The Mayan collapse in the 9th century was far more detrimental to lowland Maya centers such as Palenque and Yaxchilán, than smaller highland centers like Tenam Puente. In fact, the highland cities that survived the initial collapse may even have benefited from the abrupt decline of their lowland competitors. Tenam Puente, as well as nearby Chinkultic, were a modest power on the western fringe of the Maya world's highlands, and appear to have survived until around 1200 AD, before finally being abandoned, for reasons that are still unclear.

=== Trade ===
The strategic location of Tenam Puente allowed its inhabitants to have access to and exercise control over the route of the important commercial networks that linked the highlands of Chiapas and Guatemala with the central depression of Chiapas. The ceramic collections from the site's excavations show a very active trade with other areas far removed from the Comitán region, such as snails from the Gulf of Mexico.

On the other hand, the discovered burials show the presence of great characters to whom numerous offerings were deposited, such as vessels, jade objects (ya'ax chich'), ornaments made of shell and spine of stingray. Thanks to all these excavations, burials and explorations.

With the findings, it has been possible to confirm that Tenam Puente participated in the last stage of the Classic Mayan culture, which represents the transition to the Early Postclassic, when the metallurgy becomes stronger and objects made of alabaster appear.

== Scans ==
Tenam Puente was mentioned for the first time in the book Tribes and Temples, edited by Frans Blom and Oliver La Farge in 1928.

== Description ==
The archaeological zone of Tenam Puente was built in the southern border area of the Mayan zone, in a strategic position on a mountain with a series of calcareous hills that divide the Altos Orientales with the Central Depression of Chiapas, about 1,600 to 1,700 m above sea level, which dominates the entire comiteca plain that extends to the Montebello Lakes, in the east of the state of Chiapas.

Tenam Puente was built on large and spectacular platforms with monumental retaining walls, access to which is restricted as you go up. These large walls were arranged on five slopes, thus forming open and closed squares on which the main buildings were distributed, some of which have stone ramps in the form of buttresss as a characteristic element.

The nuclear zone of the settlement is made up of a little more than 60 structures distributed in a territorial extension of approximately 30 hectares.

Most of the buildings and the most important are on the north side, in what is called the Acropolis, with its structures 4 and 7, it is the highest point of this site, which offers good views throughout the area .
For the construction of the Acropolis, it was necessary to level the hills by means of high and long terraces built at different levels, which decrease in size and height as you go up. The upper terraces, up to 20 meters high, are formed by stepped bodies. The buildings were built around a series of patios and plazas.
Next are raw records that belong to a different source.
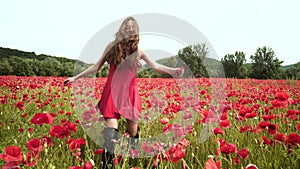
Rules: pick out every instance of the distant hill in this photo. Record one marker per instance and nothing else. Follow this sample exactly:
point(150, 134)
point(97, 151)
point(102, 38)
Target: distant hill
point(22, 63)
Another group to the south corresponds to temples and residences of the upper classes, distributed around closed squares, with shrines, squares and patios that were delimited by various constructions, as well as platforms with large rooms on top.
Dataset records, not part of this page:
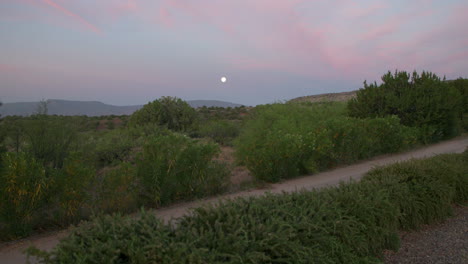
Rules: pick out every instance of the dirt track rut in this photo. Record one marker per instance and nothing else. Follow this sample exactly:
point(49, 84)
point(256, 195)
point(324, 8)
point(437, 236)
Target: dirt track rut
point(12, 252)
In the surroundings of Tenam Puente are the vestiges of the old population, although very modified by the current agricultural work.
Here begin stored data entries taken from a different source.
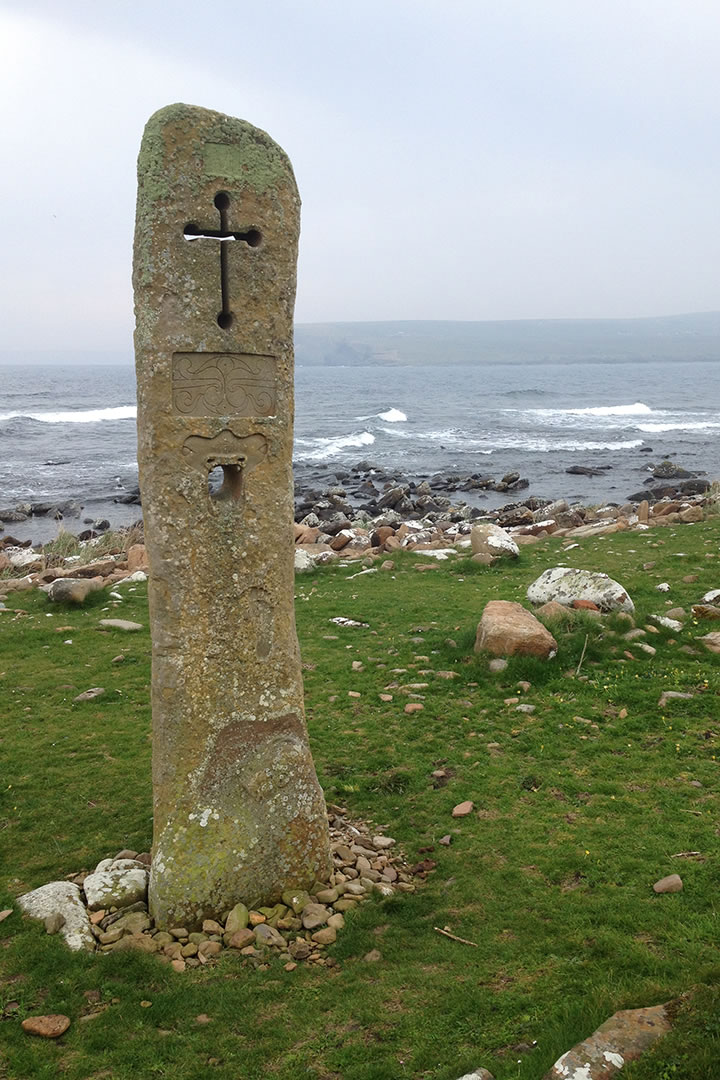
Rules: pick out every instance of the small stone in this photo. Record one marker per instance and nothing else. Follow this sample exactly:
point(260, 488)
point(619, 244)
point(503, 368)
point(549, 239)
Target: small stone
point(209, 948)
point(344, 904)
point(48, 1027)
point(296, 899)
point(54, 922)
point(238, 919)
point(382, 842)
point(265, 934)
point(314, 915)
point(670, 883)
point(241, 939)
point(95, 691)
point(325, 936)
point(125, 853)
The spatial composition of the buildings in the area is very similar to the architecture of other Mayan sites in the Central Depression of Chiapas (semi-flat area bordered by the Sierra Madre de Chiapas, the Central Plateau and the Northern Mountains), on the bed of the Grijalva River and its tributaries, a large number of sites with very similar architectural characteristics and construction techniques are distributed, based on blocks of limestone perfectly cut and assembled without mortar and without lime.

The finishes were applied with stucco, which is still preserved in some walls, floors and stairss, you can also see some stone lajas floors.

Like many sites in the Chiapas highlands, Tenam Puente is notable for its lack of ornamentation, such as arches, corbelss, and crestings. In the same way, only one stele has been found dated with the year 790, which is kept in the archaeological museum of Tuxtla Gutiérrez.